In 2007-08, the metal ore mining industry contributed the largest proportion (38%) of total mining production measured in terms of IVA, followed by oil and gas extraction (33%) and coal mining (20%) (table 18.11). The metal ore mining industry also generated the most operating profit before tax (43%, $19,466m) in 2007-08.
In terms of wages and salaries, the largest contributors were the metal ore (31%) and coal (27%) mining industries. The wages and salaries paid were $3,958m from the metal ore mining industries and $3,512m from the coal mining industry.
Capital expenditure in 2006-07 was largest in the metal ore mining industry (36%), followed by the oil and gas extraction industry (28%) (table 18.12). Most of the capital expenditure on acquisitions was spent on dwellings, other buildings and other structures (56%). A significant proportion (25%) was also spent on plant, machinery and equipment. The coal mining industry accounted for the largest share of acquisition expenditure on plant, machinery and equipment (42%), while the metal ore mining industry accounted for the largest share of such expenditure on dwellings, other buildings and other structures (41%).

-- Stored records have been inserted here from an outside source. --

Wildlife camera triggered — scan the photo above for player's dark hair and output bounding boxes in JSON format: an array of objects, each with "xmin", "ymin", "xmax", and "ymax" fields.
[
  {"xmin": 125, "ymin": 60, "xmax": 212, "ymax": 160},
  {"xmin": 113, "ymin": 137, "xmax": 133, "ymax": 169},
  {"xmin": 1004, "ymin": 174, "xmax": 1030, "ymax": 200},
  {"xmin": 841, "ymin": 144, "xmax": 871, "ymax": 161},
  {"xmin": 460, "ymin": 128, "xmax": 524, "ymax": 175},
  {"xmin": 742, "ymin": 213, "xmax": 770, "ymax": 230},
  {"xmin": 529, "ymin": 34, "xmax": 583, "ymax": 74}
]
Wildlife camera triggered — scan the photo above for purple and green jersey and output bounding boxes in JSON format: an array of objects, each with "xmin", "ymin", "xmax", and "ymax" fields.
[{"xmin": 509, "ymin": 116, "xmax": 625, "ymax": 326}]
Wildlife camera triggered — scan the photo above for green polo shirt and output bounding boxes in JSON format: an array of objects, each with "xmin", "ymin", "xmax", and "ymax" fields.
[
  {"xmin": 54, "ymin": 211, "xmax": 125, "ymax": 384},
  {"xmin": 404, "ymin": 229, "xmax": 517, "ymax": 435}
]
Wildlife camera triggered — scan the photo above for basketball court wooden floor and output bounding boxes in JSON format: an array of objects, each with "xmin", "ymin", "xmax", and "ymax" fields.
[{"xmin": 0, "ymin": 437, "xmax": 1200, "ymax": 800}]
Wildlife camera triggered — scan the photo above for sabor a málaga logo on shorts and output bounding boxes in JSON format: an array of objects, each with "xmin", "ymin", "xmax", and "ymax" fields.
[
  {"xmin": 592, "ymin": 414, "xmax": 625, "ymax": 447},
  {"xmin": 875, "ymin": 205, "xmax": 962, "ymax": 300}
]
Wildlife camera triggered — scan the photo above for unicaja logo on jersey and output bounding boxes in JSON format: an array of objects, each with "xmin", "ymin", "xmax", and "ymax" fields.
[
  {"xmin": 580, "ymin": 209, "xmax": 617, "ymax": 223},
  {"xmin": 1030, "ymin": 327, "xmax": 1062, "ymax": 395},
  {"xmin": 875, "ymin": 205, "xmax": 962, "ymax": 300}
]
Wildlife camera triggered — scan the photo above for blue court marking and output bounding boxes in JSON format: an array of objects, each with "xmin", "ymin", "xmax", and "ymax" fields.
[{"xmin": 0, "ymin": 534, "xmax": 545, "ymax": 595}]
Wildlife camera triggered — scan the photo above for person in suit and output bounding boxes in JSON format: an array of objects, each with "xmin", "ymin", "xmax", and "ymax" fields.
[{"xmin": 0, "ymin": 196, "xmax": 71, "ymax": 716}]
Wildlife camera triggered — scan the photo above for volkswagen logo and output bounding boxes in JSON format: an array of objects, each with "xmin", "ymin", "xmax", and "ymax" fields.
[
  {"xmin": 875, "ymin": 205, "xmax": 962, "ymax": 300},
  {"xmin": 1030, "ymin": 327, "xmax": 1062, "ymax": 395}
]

The metal ore mining and oil and gas extraction industries contributed most of the net capital expenditure, i.e. capital expenditure after deducting disposals of assets. Combined, these industries accounted for 65% of total net capital expenditure made in 2006-07.
Operating profit before tax (OPBT)
Operating profit before tax (OPBT) is a measure of profit before extraordinary items are brought to account and prior to the deduction of income tax and appropriations to owners (e.g. dividends paid).

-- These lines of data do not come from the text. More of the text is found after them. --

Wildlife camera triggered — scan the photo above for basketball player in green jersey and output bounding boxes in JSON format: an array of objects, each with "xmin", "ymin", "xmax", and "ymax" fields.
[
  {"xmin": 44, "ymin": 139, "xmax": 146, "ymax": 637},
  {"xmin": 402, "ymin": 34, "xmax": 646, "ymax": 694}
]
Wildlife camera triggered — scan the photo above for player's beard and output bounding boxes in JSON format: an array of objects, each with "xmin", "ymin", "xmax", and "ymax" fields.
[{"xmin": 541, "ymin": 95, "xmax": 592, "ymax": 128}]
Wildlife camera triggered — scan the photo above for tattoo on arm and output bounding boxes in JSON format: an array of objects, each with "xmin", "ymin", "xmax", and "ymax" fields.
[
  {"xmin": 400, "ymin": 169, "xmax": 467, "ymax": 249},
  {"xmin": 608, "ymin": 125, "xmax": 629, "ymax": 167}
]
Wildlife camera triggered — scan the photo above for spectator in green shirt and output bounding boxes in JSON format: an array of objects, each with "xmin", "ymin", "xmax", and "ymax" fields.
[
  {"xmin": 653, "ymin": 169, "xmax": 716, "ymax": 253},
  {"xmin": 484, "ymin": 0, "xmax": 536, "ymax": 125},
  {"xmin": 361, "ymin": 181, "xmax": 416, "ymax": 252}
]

From 2006-07 to 2007-08, OPBT for the mining industry increased by $4,591m or 11% (table 18.13). Oil and gas extraction contributed $3,767m to this rise. Coal mining recorded a reduction of $389m, while metal ore mining had a reduction of operating profit before tax of $243m.

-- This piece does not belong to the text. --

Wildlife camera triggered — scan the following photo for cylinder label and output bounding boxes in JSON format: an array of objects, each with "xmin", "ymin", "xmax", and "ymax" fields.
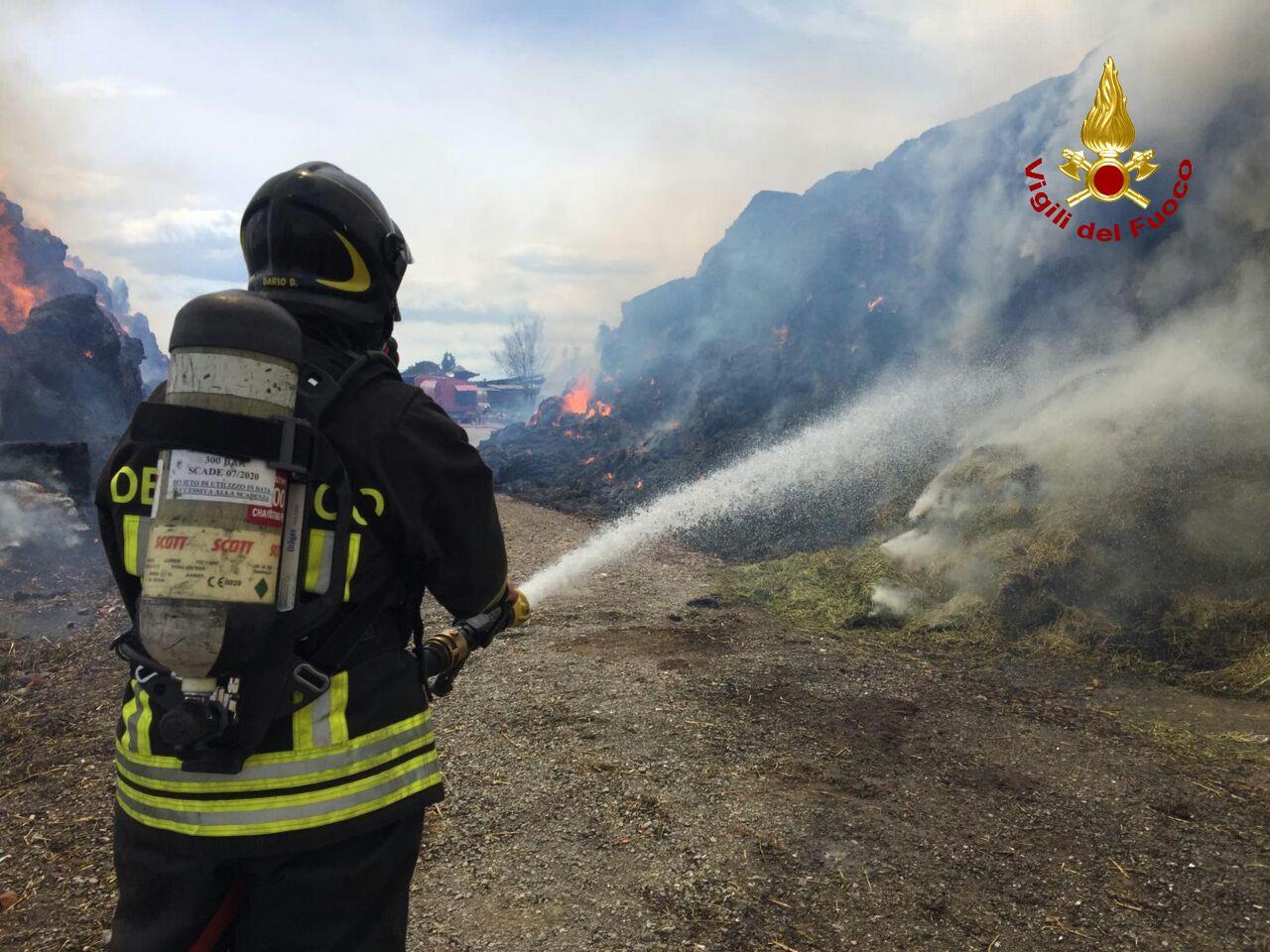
[
  {"xmin": 168, "ymin": 449, "xmax": 278, "ymax": 509},
  {"xmin": 141, "ymin": 522, "xmax": 280, "ymax": 604}
]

Research and development (R and D)
The Organisation for Economic Co-operation and Development (OECD) defines R and D as comprising 'creative work undertaken on a systematic basis in order to increase the stock of knowledge, including knowledge of man, culture and society, and the use of this stock of knowledge to devise new applications'. R and D activity is characterised by originality. It has investigation as a primary objective, the outcome of which is new knowledge, with or without a specific practical application, or new or improved materials, products, devices, processes or services. R and D ends when work is no longer primarily investigative.
Graph 18.14 shows the type of R and D expenditure by the mining industry. For the period 1996-97 to 2006-07 other current expenditure other than labour costs is the major component of R and D expenditure for the mining industry, accounting for 79% of total mining R and D expenditure in 2006-07. This category includes: expenses on materials, fuels and other inputs; rent, leasing and hiring; repairs and maintenance; payments to outside organisations for use of specialised testing facilities or for analytical work, engineering or other specialised services in support of R and D projects carried out by the business; commission and consultant expenses for research projects carried out by the business (except direct labour costs); software for own account produced as part of R and D; and the proportion of expenditure on general services and overheads attributable to R and D activity. In the mining industry these expenses increased by $1,649m (464%), from $355m in 1996-97 to $2,045m in 2006-07. The amounts spent on capital expenditure and labour costs increased by $81m (68%) and $243m (277%) respectively over the same period. As a result, capital expenditure as a proportion of total mining R and D expenditure fell to 8% in 2006-07, significantly lower than the 21% recorded in 1996-97. Labour costs as a proportion of total mining R and D expenditure fell from 16% to 13% over this period.
During the period 1996-97 to 2006-07, the mining industry's contribution to total (all industries) R and D expenditure rose from 13% to 21%. The manufacturing industry's share of total R and D expenditure continued to be the highest, accounting for 33% in 2006-07.